Nem mesmo aquela cervejinha do final de semana está a salvo. Pelo interior do Brasil, não são poucos os casos de cidades que decidiram combater tumultos ou violência de uma maneira um tanto inusitada: proibindo o consumo de bebida alcoólica em público.
Em Passo Fundo, no interior do Rio Grande do Sul, e em Chapecó, no interior catarinense, as medidas são rígidas e muitas vezes chegam a doer no bolso do cidadão. Apenas este ano, cerca de 14 pessoas na cidade de Passo Fundo chegaram a receber multas de R$ 502 por tomar uma gelada no meio da rua.
Para outras cidades, a proibição vale para jovens menores de 24 anos ou apenas no final de semana. O certo é que se a segurança pública não resolver, há muitos deputados dispostos a usar a criatividade em prol de uma suposta redução da violência.
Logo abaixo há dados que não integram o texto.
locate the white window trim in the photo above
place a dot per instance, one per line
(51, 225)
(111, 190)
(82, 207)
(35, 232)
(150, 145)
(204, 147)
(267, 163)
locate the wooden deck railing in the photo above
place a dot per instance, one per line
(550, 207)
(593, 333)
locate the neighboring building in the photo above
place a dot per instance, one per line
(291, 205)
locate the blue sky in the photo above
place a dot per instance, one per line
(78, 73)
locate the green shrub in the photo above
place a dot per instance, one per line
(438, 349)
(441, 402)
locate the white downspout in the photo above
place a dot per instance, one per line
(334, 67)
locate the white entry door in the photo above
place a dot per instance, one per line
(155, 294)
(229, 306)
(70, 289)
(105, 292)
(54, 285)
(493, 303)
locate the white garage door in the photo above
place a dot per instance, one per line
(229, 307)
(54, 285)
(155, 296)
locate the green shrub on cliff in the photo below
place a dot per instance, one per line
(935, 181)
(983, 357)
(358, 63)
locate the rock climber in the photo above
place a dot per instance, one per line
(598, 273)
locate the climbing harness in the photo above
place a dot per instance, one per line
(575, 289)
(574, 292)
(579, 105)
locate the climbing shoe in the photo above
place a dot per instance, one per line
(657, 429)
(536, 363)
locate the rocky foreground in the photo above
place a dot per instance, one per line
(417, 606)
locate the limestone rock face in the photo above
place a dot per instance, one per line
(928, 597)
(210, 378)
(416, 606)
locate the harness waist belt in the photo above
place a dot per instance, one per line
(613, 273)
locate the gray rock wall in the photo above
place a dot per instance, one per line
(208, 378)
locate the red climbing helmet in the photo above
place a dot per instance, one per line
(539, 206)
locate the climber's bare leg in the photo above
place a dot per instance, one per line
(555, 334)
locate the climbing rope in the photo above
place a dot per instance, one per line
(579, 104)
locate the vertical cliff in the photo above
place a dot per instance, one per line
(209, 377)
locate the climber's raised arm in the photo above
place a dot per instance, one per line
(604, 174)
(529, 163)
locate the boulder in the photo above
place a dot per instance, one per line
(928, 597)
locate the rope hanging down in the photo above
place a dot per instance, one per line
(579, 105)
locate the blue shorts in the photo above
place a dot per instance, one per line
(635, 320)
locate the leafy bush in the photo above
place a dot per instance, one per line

9. Café legalizado: só se não for adoçado.
Técnica comum no preparo de café no interior de São Paulo, servir a bebida já adoçada em bares e restaurantes paulistas pode colocar o empreendedor em conflito com a Lei Estadual n°. 10.297/1999, de autoria do Deputado Marcio Araújo.
O texto legal determina que é “obrigatório aos bares, restaurantes e similares, no Estado, ter à disposição do cliente o café amargo, deixando-lhe a opção do uso de adoçante ou açúcar, podendo o estabelecimento comercializá-lo nas duas maneiras”.
A justificativa para a lei é recheada de boas intenções. Araújo se mostrou um homem preocupado com os paulistas diabéticos. Para ele, o grande problema era que “somente os grandes estabelecimentos comerciais oferecem aos seus clientes o café amargo para que eles optem pela adocicação”. Além disso, “muitas pessoas, devido às suas dietas, diabetes ou outras causas, preferem o café amargo”.O pior de tudo é que a lei, ainda em vigor, pode estar totalmente em descompasso com a ciência. Um estudo publicado pela revista Nature sugere que o consumo indiscriminado de adoçantes pode levar ao desenvolvimento de diabetes.